Bazen bitmiş üzere görünen bir bağın yalnızca tıkanmış olduğunu görüyoruz. Bir- iki sihirli dokunuşla yine başlayabiliyor. Bağın çerçevesini çizmek isteyen bir bayanın bunu açıkça kelamlı olarak söz etmesi, o bağlantıya ziyan veriyor. Hevesini, heyecanını söndürüyor. Erkeğe köşeye sıkıştırılıyormuş hissi verebiliyor.
Aramayın
Sevgilinizi geri istiyorsanız ve hiç umudunuz yoksa, yapabileceğiniz en akla yatkın hareket, büsbütün sessizliğe gömülmektir. Kendi içinizden onu bırakın. Hatta bırakamayacağınızı düşünüyorsanız bile, bunun provasını yaptığınızı düşünün. Ancak kararınızı asla açıklamayın. Uzun, açıklayıcı mailler falan yazıp yollamayın. Telefon açmayın. Hislerinizi açıklamayın. Onun sizi merak etmesine müsaade verin. Her vakit yaptığınızın tam karşıtını uygulayın. Bir erkek size, örneğin üç ünite sevgi vermiş ve bu halde sizinle birlikte olabilmiş ise, lakin siz 10 ünitelik sevgi ve ilgi bekliyorsanız, bunu asla alamazsınız. Bir müddet görüşmedikten sonra gereğince sessiz kaldıysanız ve şayet erkek sizi merak etmişse, küçük bir ileti atabilir. “Günaydın!” ya da “Naber, nasılsın? ” gibi…
Merak etmesini sağlayın
Bu size tanıdık geliyor mu? Bayandaki birinci reaksiyon, “İşte benim kıymetimi anladı, bana geri dönecek” diyerek heyecanlanmaktır. Halbuki oyunun bundan sonraki kuralı, tıpkı bir pazarlık masası üzere olmalıdır. Bu tip küçük bildirilere sessiz kalmalısınız. Ekseriyetle bayanlar buna yanıt vererek aslında erkeğin ağzından pişmanlık ya da aşk sözcükleri duymak için fırsat yarattıklarını düşünüyor, ancak erkek bunu yapmaz. Yalnızca aklında şu vardır: “Bu bayan üç ünitelik, daha fazlasını vermeme gerek yok.”
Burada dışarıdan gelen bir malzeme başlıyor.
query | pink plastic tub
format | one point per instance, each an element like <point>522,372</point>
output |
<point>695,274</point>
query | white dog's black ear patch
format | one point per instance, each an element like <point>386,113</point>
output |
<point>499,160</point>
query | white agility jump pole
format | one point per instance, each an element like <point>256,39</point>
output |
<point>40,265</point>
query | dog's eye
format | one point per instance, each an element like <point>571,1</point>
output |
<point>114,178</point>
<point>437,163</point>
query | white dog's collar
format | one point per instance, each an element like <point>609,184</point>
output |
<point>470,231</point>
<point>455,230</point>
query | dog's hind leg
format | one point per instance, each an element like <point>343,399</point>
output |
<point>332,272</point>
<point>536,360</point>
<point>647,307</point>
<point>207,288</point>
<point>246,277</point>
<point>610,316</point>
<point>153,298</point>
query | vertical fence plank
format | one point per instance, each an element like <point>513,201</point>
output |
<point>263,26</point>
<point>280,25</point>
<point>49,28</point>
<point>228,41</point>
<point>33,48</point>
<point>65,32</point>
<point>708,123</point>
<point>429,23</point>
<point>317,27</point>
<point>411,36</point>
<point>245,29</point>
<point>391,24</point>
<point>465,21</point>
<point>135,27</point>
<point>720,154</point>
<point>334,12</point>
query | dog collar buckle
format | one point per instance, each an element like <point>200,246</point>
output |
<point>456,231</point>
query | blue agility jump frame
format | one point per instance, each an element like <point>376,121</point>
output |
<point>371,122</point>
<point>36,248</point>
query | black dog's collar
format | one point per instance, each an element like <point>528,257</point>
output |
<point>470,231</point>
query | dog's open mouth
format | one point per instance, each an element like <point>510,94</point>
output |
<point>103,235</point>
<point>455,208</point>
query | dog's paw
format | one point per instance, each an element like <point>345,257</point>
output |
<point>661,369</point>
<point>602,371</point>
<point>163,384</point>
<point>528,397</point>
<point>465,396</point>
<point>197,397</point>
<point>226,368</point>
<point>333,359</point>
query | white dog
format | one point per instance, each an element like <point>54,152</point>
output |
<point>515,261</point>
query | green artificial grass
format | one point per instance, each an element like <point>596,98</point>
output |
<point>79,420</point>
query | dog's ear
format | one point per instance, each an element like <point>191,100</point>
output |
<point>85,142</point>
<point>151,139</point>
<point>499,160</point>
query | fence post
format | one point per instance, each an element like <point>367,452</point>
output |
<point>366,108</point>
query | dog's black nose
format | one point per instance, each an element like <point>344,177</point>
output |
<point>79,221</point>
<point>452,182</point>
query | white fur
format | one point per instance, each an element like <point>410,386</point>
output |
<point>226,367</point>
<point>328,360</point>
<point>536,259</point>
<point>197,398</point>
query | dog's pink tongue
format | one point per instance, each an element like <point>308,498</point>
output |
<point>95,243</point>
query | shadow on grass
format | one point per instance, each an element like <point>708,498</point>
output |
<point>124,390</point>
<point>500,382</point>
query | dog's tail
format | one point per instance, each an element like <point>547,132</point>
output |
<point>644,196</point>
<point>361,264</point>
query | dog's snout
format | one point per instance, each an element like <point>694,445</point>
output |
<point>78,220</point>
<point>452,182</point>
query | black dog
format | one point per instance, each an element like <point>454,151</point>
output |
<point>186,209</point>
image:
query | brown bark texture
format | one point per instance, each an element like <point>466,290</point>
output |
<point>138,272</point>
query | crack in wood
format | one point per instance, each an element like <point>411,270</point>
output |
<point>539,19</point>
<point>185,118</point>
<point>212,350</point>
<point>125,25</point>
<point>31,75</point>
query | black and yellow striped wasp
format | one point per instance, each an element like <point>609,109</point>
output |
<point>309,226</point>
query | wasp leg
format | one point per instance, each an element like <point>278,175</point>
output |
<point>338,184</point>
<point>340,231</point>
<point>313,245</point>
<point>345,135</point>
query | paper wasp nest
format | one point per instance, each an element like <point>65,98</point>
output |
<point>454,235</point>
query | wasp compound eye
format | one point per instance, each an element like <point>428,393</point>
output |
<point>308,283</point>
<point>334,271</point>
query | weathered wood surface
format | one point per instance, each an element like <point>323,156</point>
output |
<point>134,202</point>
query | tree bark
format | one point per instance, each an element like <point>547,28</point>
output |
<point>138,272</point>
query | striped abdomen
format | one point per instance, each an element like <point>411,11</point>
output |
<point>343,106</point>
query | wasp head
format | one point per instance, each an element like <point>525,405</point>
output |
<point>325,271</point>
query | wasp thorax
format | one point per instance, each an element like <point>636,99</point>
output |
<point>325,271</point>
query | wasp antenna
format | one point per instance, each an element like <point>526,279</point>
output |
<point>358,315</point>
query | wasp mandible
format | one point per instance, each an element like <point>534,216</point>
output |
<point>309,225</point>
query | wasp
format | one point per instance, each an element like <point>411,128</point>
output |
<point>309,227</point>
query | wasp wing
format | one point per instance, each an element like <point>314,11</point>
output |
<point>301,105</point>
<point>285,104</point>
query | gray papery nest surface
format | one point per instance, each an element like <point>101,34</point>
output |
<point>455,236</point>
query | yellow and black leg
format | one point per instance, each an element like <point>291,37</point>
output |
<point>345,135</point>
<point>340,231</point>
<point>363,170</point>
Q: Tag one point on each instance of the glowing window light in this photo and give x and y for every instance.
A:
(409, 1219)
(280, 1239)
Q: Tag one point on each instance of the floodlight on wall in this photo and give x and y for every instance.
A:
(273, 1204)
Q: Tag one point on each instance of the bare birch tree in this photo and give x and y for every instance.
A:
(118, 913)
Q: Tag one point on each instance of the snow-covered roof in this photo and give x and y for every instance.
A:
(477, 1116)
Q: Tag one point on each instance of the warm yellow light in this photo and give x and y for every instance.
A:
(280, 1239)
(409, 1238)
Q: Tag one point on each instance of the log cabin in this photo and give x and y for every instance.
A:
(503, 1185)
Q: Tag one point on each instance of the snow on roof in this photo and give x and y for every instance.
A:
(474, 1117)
Önce kendinize kıymet verin
Sessiz kalmaya devam edin. Aramaya çalışacaktır. Açmamanızı öneririz. Bir mühlet sonra hâlâ sessiz kaldığınızda, rest çekebilir. “Bu son arayışım, bir daha aramam bak!” gibi… Buna da kanmayın. Kesinlikle yine bahtını deneyecektir. Bu ortalarda ufacık bile olsa, tek sözlük bile olsa karşılık yazarsanız tüm bahtınızı kaybedersiniz. Bu devirde aslında erkek, size verdiği pahası üç üniteden yavaş yavaş yükseltmeye başlıyor. Ve siz de kendi bedelinizi idrak ediyorsunuz. Kıymetli olan, kendi bedelinizi fark etmenizdir. Size gereğince bedel vermeyen bir adamla işiniz olmasın aslında. Unutmayın… Kendinize siz bedel vermezseniz oburu hiç veremez.